How do you guys handle centralized logging? I was thinking of using ELK stack. If anyone has used it, how has been your experience?

To elaborate
- I’ll push nginx logs & application logs
- Nginx logs is at 3 gigs a day
- Application logs are at 30 gigs a day

  1.  

  2. 1

    I use a SEK (syslog-ng, ElasticSearch, Kibana) stack. For various reasons, I’m not a big fan of LogStash, but ES & Kibana are terrific tools. So I use syslog-ng to collect pretty much all logs, and I push them to a central syslog server after I’ve done some pre-processing on the client side: all logs are pre-parsed and formatted to JSON for easy indexing purposes. The clients store the last day’s worth of logs on local disk, but also send the same data to the central collector. The central collector pushes the data to ES, and may do further processing (for example, corellation) in addition to that, depending on the configuration. For example, related application logs are indexed both individually, and combined too.

    I’m pretty happy with this setup so far.

    1. 1

      How much log data (in size) do you retain on ES?

      Could you explain a bit more on “related application logs are indexed both individually, and combined too”?

      1. 1

        On my personal system (2 servers + a desktop + 2 laptops), which is fairly small, I have about 1Gb of data so far.

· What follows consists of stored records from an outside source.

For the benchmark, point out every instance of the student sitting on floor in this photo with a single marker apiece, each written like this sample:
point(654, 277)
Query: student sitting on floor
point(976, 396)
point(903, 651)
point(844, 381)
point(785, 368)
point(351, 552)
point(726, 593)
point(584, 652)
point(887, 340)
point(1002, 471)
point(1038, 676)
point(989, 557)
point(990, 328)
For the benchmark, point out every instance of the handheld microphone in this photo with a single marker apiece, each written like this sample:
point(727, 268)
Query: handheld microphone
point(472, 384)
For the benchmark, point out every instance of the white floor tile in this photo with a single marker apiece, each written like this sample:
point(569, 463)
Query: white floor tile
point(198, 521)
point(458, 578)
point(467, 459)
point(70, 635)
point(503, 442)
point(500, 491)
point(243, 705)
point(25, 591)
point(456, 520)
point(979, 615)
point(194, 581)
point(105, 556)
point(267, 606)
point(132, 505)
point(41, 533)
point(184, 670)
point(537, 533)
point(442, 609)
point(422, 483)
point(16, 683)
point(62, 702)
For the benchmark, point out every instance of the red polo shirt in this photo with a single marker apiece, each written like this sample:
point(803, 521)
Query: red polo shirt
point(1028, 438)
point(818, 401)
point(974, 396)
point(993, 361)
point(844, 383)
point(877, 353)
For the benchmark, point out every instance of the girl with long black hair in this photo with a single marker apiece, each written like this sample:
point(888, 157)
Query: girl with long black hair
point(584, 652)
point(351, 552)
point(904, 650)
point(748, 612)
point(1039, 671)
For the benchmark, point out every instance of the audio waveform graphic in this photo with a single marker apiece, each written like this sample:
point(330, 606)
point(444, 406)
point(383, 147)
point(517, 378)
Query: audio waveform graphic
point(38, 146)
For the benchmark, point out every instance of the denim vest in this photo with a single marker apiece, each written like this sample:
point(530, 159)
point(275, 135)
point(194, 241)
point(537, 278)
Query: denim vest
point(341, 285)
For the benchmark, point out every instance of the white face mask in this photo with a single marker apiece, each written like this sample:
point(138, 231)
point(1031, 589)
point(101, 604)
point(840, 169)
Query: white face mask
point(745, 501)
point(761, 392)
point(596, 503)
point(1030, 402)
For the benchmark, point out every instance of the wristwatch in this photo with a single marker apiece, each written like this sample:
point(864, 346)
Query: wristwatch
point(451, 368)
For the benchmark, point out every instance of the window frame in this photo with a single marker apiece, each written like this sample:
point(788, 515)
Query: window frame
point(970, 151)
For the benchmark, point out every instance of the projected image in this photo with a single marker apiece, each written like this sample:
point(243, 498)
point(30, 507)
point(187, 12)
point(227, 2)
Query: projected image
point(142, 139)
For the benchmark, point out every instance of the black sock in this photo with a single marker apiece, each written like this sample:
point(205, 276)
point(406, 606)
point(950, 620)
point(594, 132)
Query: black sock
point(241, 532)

        As for indexing related app logs: when I send an email from my laptop, the local msmtp generates logs. Then the mail reaches my server, and postfix generates some more logs. Both the msmtp and the postfix logs are indexed separately. However, I do corellation too, and pull the msmtp + postfix logs together into one event, and that gets indexed too.

    2. 1

      Few more questions
      - if your requests span across multiple services, do you send a tracking id across them that get printed in the logs?
      - if using ES, are logs in ES your source of truth or do you also keep a copy of it on disk?
      - ELK solves monitoring for patterns, aggregations. Do you also use it for “live tailing” during deployments to monitor errors? Or you some other distributed tailing/multitail for that?